But Billy Joe’s eyes sparkled at the mention of Spooner Lake and Spooner Summit. “I have a secret plan!” said Billy Joe. “I bet you straight up I come out of this richer ’n you! I know something about that mountain east of Spooner Lake.”

Ivy knew better than to ask what Billy Joe’s harebrained secret plan was.

After school let out on her first Montgomery day, Ivy waited for the number-six bus to pull up and load its kids. A voice behind her piped up.

“Ivy! What are you doing on the six bus?”

It was Annie. She stood in the wind in full riding habit, shiny black paddock boots, fawn jodhpurs, and a velvet hard hat under her arm. The wind blew her tweed hacking jacket open for a moment, and Ivy could read the label on the silk lining:
YOUNG RIDERS’ CLUB. SAKS FIFTH AVENUE. NEW YORK
.

“Oh, I’m working,” said Ivy, “taking care of someone’s horses out at Spooner Lake.”

“Working!” said Annie. “You didn’t tell me!”
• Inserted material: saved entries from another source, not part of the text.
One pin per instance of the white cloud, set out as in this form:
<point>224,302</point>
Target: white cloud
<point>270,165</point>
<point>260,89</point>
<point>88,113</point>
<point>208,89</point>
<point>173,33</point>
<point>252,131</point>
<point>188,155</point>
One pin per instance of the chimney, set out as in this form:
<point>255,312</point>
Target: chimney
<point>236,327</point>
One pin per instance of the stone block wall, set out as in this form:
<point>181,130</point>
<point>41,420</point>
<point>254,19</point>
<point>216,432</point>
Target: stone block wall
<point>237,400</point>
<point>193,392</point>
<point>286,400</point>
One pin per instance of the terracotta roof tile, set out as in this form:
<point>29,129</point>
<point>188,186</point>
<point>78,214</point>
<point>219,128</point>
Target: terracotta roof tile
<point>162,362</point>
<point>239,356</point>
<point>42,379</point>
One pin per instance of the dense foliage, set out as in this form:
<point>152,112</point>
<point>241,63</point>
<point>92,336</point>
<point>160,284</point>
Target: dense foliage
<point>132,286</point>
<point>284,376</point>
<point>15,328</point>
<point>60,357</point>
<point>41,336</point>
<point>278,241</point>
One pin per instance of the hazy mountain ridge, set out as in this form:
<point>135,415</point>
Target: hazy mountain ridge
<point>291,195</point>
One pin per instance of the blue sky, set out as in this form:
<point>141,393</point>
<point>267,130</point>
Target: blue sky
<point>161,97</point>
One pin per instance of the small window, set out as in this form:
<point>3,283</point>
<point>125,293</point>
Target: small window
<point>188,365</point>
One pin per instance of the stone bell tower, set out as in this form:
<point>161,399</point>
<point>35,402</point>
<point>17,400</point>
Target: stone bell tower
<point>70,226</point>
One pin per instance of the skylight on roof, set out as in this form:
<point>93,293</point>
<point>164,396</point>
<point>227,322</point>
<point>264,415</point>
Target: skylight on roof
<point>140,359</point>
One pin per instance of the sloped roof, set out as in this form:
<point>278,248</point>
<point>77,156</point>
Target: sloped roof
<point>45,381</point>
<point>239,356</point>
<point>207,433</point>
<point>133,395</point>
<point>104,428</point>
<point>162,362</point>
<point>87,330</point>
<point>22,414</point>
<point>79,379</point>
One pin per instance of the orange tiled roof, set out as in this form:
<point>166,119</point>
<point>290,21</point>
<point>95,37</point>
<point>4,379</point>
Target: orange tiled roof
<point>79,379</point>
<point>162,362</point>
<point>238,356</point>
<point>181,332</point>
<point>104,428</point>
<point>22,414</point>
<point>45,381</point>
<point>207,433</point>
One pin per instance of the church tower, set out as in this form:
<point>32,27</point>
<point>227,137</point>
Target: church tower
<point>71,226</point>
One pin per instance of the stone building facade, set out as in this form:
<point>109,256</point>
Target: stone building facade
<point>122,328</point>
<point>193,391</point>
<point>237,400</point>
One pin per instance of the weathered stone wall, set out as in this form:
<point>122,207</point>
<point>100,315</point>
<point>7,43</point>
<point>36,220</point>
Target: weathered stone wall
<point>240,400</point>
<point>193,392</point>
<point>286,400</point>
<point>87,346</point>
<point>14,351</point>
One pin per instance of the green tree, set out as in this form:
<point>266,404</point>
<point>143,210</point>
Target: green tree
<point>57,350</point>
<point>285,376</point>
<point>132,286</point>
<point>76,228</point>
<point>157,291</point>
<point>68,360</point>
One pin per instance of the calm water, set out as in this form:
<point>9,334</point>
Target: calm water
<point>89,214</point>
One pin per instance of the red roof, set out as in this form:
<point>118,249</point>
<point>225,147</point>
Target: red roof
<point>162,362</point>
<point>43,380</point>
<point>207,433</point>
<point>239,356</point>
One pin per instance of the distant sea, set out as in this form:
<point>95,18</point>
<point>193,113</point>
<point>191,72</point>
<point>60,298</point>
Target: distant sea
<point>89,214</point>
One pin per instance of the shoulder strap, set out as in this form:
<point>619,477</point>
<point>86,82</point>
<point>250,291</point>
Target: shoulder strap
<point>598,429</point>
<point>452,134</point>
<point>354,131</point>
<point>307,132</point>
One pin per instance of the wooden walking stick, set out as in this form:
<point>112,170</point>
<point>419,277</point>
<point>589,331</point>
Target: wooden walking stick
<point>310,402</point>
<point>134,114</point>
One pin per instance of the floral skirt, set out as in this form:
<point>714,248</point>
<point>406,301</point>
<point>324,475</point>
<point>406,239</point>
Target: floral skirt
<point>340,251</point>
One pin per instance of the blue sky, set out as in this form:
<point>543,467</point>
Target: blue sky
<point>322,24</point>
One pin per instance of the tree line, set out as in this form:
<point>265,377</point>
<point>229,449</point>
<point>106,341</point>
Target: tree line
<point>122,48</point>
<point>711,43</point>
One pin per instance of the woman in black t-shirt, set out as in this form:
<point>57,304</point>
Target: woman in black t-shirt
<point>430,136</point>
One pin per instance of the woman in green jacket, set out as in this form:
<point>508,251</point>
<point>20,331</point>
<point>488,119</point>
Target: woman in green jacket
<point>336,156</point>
“How could I have told you?” asked Ivy. “When?”

A cloud seemed to pass over Annie’s eyes. But at that moment, her mother drew up in their car, scattering school-yard gravel underneath.

“Let’s talk, Ivy!” said Annie. “I hate those girls!”

Ivy longed for Annie to explain who “those girls” were, but there was no time. Annie tossed her hard hat onto the backseat, onto a pile of mail, and jumped into the car.

Ivy could smell Annie’s mother’s perfume as the car door stood open. She knew it as well as the smell of her own kitchen.

“Dear!” said Annie’s mother. “We’re all going to Colorado to ski the day after Christmas. Won’t you come along? We have an extra ticket!”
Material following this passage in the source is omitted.